鳥さんの呼吸
Ⅰ呼吸とは?
Ⅱ鳥さんの呼吸器の特徴
Ⅱ-ⅰ肺が固定されている
Ⅱ-ⅱ横隔膜が無い
Ⅱ-ⅲ気嚢がある
Ⅱ-ⅳ骨に空気が入る
Ⅱ-ⅴ気管に鳴管がある
Ⅱ-ⅵ気管輪が完全に輪状になっている
Ⅱ-ⅶ空気毛細管でガス交換を行う
Ⅲ鳥さんの呼吸様式
Ⅳ鳥さんの呼吸器病 ←今回はここ!
Ⅳ鳥さんの呼吸器病
アスペルギルス症
この鳥さんは真菌であるアスペルギルスによる下部気道疾患(LRTD:Lower Respiratory Tract Disease)を起こしています。

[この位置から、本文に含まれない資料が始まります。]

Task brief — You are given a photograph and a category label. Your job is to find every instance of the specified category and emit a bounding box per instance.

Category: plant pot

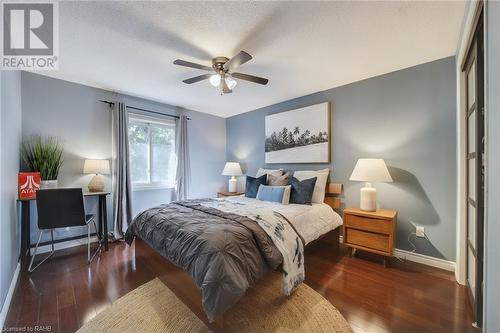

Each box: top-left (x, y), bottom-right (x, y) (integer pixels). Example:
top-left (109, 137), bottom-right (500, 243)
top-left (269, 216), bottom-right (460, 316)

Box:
top-left (40, 179), bottom-right (57, 189)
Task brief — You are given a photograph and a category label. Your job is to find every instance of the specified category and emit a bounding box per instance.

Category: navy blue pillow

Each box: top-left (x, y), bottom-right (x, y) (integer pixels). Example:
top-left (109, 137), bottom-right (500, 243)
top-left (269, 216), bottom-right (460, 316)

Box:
top-left (288, 177), bottom-right (318, 205)
top-left (245, 174), bottom-right (267, 198)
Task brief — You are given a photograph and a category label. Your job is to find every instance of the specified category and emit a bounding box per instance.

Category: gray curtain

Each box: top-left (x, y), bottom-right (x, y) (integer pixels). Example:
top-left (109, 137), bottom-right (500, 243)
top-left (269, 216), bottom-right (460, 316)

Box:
top-left (112, 102), bottom-right (132, 239)
top-left (175, 116), bottom-right (191, 200)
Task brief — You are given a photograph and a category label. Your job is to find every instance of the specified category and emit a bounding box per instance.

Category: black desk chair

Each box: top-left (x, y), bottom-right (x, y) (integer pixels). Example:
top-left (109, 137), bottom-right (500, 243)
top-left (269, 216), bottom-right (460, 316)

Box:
top-left (28, 188), bottom-right (101, 273)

苦しいため嘴を開き、やや顎を上げて、顔が赤くなっていることが分かります。
鳥さんの呼吸器の病気は非常に多いです。それは鳥さん自体が、バイ菌(特に真菌)に対して感染しやすい特性を持っていたり、複雑な呼吸システムを持っていたりする事が理由に挙げられます。特に気嚢は骨の中まで入っています。そのため、開放性の骨折をするだけでバイ菌が骨の中に通じている気嚢に入り込み気嚢炎やそれに通じている肺炎を起こします。さらに気嚢は身体の隅々まで広がっています。その事は一度入ったバイ菌も隅々まで行く事を表しています。そして、気嚢自体も細胞1~2層で出来ている非常に薄い膜様物です。そのため、血管などは粗であるため一度感染してしまうと、なかなか治りづらくなってしまいます。
鳥さんの呼吸器に感染する病気はウイルス、細菌、真菌、原虫、寄生虫など様々で、これらが複合となって感染している事も多々あります。そのため、治療には非常に長い時間と根気を要する場合もあります。呼吸器病は早期発見が重要です。咳、くしゃみ、鼻水などの症状から、尾っぽを上下に振って呼吸するボビング、顎を挙げて気道を伸ばして呼吸するスターゲイジング、肩で息をする努力呼吸、口を開けて行う開口呼吸などの呼吸器病に付随する症状・状態を見落とさないようにする事が重要です。さらに鳥種によってはある種の真菌に非常に感染しやすく、呼吸器系が弱い鳥種もいます。温度や湿度の管理も重要になります。